Even if the defaults are added each month, the period of six years will be calculated from the first-time default report. If you have any debts marked under “arrangement to pay,” the default will drop off after six years from the date of settlement.

Likewise, the CCJs and insolvencies drop off after six years. 

Will paying off the defaulted debts improve your credit score faster?

Although it makes sense to pay off defaulted debts and debts with an arrangement to pay, you will need more than that to improve your credit score. However, it does not mean that you should rebuff them. 

Before you apply for a mortgage, you should try to have settled all of your outstanding debts. Most lenders do not have a problem lending money despite the issues as long as they have been resolved. 

There are few chances that you will get approval for a mortgage at OK interest rates despite a poor credit file provided:

You paid all outstanding or pending debts at least a year ago.

Or all the defaults are more than three-years-old.

However, now mortgage lenders have become stricter with their approval policy. Even if you meet the above condition, you can only be allowed to get a mortgage if your deposit size is up to 20%. 

If your deposit size is at most 10% or 15%, a lender would want defaults to date back to over six years ago. It means you may have to wait until all defaults disappear from your credit report. 

You cannot escape even if debts have fallen off your credit report

Even if the defaults have dropped off your credit report, you are to repay them. However, this rule makes an exception when your old debt is not enforceable due to any reason.

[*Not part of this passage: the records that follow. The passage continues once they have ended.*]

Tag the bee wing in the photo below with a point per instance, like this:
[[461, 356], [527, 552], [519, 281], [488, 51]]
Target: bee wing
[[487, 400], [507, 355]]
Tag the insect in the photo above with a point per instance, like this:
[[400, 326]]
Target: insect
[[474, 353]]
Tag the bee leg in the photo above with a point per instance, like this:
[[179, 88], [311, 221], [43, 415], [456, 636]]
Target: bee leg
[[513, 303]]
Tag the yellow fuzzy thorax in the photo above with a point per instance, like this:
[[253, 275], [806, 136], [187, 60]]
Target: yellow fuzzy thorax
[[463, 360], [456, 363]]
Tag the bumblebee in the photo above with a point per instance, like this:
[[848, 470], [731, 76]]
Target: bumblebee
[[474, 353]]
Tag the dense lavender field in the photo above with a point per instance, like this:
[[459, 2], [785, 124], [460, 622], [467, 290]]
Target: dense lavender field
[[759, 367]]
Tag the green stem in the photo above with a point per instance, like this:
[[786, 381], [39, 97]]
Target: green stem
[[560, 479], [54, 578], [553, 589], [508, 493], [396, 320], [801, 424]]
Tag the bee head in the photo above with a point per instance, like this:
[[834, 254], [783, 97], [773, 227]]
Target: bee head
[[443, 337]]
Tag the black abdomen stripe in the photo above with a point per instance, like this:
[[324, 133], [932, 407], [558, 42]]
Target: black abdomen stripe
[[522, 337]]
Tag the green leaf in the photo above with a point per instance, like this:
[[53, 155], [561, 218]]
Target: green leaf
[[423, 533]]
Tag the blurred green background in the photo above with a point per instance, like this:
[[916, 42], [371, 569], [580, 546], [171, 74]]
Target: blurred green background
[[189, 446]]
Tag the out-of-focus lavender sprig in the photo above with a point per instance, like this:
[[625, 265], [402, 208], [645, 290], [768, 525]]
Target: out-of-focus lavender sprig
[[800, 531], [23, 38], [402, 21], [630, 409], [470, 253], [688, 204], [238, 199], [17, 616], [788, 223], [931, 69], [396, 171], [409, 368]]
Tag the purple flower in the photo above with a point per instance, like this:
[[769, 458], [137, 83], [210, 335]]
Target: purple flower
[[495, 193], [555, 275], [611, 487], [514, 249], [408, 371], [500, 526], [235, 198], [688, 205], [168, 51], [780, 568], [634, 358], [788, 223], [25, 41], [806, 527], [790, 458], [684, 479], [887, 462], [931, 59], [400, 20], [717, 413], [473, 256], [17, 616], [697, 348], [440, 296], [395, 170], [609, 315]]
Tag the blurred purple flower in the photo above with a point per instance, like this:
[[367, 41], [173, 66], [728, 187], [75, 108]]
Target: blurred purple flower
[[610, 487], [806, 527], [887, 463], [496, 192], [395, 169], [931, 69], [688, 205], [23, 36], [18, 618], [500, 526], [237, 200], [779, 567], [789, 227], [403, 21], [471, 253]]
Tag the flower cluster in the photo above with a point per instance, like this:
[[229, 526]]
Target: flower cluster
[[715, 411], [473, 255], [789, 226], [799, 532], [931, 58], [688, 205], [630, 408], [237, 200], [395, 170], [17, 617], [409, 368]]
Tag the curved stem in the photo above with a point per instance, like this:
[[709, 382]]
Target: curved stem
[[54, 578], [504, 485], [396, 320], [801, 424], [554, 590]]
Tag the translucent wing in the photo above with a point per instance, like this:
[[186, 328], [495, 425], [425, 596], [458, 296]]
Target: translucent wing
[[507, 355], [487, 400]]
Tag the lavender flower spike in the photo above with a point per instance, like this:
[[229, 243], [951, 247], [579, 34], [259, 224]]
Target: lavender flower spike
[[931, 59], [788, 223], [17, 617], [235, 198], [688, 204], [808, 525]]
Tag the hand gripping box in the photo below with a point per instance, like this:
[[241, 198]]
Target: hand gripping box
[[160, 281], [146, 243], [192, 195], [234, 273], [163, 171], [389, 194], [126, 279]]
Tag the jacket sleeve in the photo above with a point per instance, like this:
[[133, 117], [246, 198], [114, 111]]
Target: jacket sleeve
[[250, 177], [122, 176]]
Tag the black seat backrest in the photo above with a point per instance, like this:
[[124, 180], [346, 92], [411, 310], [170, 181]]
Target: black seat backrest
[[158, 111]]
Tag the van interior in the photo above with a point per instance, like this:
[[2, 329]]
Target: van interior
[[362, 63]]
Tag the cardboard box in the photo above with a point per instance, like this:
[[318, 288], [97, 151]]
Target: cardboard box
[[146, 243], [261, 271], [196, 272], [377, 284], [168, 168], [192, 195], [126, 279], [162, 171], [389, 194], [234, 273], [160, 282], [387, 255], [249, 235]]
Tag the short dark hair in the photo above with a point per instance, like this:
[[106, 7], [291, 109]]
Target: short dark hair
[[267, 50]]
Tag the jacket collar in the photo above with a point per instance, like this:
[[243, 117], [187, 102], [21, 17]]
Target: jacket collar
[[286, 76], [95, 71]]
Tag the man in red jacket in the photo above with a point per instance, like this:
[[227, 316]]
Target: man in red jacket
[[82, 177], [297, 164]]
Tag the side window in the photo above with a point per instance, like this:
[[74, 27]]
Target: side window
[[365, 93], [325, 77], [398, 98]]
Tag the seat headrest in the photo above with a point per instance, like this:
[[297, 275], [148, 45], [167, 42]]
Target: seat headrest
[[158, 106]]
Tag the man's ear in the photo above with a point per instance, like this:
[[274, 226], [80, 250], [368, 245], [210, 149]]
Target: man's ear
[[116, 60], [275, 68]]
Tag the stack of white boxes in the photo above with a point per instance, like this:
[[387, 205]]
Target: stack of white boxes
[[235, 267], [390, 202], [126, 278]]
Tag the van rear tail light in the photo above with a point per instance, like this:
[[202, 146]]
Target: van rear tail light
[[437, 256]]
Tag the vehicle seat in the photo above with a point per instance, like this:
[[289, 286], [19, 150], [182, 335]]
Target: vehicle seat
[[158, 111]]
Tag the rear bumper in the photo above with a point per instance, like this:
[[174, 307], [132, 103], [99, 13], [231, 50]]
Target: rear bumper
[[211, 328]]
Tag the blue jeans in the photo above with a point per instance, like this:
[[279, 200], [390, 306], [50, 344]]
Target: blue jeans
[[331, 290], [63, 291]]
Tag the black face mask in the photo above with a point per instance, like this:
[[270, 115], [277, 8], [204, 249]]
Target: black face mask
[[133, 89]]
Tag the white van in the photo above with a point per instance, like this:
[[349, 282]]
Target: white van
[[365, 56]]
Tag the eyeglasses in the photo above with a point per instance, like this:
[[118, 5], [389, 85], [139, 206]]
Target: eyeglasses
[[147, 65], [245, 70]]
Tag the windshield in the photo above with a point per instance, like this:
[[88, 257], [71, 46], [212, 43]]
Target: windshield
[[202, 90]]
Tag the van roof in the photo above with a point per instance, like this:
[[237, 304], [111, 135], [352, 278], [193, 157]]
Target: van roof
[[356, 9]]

When you make a default on a debt, lenders do not usually sit on their hands. 

They will start chasing you through emails, messages, notifications, and calls. They will keep asking you to make payments. They will transfer you to a debt collection agency if you do not turn to their requests or messages.

Note that a lender will inform you before doing so. A debt collection agency will look over your financial condition to decide the size of your monthly payments. You are supposed to stick to the payment method.

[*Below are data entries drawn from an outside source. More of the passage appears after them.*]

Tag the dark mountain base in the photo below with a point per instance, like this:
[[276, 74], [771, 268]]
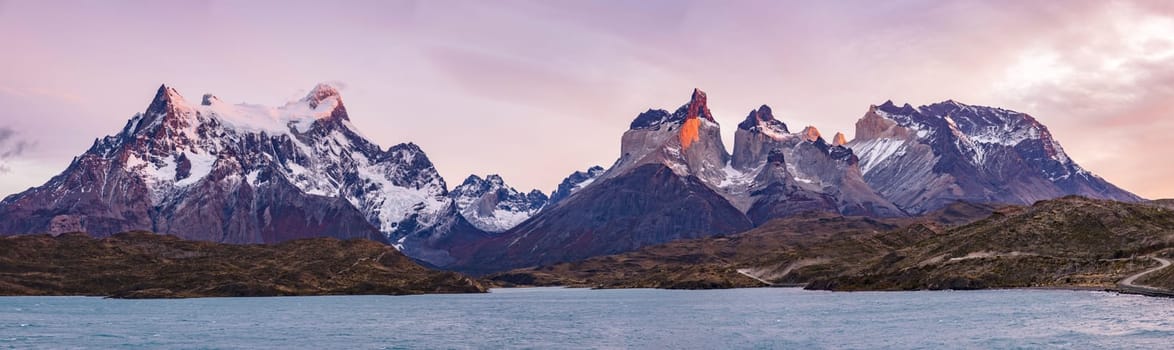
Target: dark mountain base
[[146, 266]]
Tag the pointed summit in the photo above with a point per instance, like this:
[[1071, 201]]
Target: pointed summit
[[321, 93], [763, 118], [209, 99], [810, 134], [326, 101], [838, 140]]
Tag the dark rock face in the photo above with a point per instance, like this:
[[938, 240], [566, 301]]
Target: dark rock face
[[574, 182], [148, 266], [647, 206], [925, 157], [492, 206]]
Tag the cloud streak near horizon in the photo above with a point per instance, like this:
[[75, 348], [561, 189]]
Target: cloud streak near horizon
[[537, 89]]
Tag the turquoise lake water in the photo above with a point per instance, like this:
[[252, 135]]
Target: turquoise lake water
[[579, 318]]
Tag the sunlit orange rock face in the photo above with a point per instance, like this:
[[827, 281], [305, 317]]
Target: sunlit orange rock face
[[692, 126]]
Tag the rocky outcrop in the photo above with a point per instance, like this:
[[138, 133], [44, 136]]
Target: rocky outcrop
[[783, 174], [148, 266], [575, 181], [493, 207]]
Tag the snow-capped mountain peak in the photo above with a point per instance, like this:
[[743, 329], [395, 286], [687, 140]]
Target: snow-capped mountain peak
[[322, 93], [965, 152]]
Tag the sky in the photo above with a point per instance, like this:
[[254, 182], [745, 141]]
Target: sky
[[537, 89]]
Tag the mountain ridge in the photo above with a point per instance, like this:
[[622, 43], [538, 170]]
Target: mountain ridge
[[255, 174]]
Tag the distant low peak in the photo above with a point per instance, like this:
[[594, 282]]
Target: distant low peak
[[697, 106], [209, 99]]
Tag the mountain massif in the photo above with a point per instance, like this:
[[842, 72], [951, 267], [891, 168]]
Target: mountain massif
[[254, 174]]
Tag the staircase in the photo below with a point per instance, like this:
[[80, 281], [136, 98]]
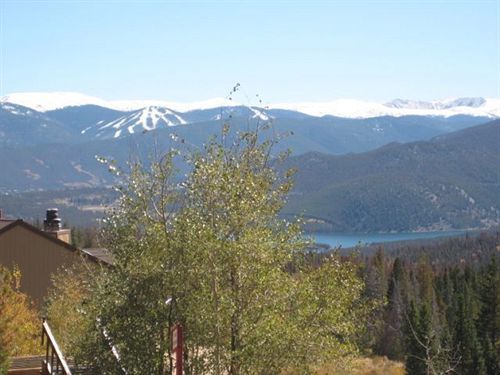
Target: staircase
[[52, 363]]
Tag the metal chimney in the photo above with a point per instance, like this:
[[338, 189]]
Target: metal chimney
[[52, 221]]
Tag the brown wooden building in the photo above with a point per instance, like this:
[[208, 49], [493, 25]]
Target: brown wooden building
[[39, 254]]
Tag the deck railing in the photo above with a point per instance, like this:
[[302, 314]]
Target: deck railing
[[54, 363]]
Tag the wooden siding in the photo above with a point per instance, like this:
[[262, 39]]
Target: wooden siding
[[36, 256]]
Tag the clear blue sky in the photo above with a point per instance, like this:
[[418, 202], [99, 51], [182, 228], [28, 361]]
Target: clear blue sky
[[283, 50]]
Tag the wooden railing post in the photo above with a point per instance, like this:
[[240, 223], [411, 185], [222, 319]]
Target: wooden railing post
[[56, 362]]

If you find that your financial situation has further degraded, you may file for insolvency. This is the only way you can escape defaults. However, note that insolvencies will show up on your credit file for six years.

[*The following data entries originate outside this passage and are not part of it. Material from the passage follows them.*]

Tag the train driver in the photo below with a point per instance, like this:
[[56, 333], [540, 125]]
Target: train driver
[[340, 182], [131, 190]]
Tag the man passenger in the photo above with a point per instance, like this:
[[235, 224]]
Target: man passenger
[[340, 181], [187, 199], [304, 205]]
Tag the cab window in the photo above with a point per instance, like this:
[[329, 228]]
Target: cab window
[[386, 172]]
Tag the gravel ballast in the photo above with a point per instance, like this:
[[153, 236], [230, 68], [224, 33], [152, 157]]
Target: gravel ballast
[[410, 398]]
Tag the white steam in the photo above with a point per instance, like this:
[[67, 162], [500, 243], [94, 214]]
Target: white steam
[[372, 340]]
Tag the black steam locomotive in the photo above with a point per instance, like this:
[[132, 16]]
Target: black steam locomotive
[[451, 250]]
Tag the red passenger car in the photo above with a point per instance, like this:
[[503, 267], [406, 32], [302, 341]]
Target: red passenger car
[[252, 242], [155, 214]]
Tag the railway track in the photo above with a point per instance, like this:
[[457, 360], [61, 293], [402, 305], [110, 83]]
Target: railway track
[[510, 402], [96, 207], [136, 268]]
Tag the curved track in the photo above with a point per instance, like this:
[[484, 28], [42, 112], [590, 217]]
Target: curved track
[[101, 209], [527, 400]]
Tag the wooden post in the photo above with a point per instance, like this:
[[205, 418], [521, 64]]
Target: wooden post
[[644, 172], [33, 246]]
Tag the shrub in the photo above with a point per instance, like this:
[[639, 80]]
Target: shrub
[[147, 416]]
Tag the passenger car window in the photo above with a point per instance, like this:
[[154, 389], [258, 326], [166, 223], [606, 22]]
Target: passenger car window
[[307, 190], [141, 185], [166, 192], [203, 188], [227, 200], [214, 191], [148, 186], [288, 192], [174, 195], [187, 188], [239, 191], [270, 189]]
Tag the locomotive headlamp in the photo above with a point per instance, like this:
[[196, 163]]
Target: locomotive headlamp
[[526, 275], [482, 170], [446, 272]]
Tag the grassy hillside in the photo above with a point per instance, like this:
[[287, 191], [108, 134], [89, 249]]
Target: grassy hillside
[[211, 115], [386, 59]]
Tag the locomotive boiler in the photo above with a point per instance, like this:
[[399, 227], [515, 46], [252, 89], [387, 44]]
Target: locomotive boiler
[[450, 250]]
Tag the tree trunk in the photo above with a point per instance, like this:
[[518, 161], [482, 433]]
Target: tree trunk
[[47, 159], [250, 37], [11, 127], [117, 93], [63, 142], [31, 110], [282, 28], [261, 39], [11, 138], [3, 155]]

Mainstream lenders do not feel free to lend money if it shows up on your credit file at the time of applying for a mortgage. 

Ways to protect your credit score

Here are the ways to protect your credit score if you do not want to face delays in content writing:

Check your credit report to see if there are no errors related to unknown defaults, inaccurate contact details, etc.

If you have already had some defaults, try to pay them off. Then, start stashing away for a deposit.

Make sure you have not been taken on a new loan for at least a year. In case you have to meet emergencies, small loans like loans in 15 minutes with no credit check would be a suitable option.

The credit utilisation ratio should not be more than 25%. Lesser is better.

The final word

There is no magic bullet to make your credit report perfect for a mortgage. You will have to ensure that all outstanding debts have been paid off. At the time of applying for a mortgage, you should avoid having any debts. Arrange a bigger deposit size if your credit score needs to be better.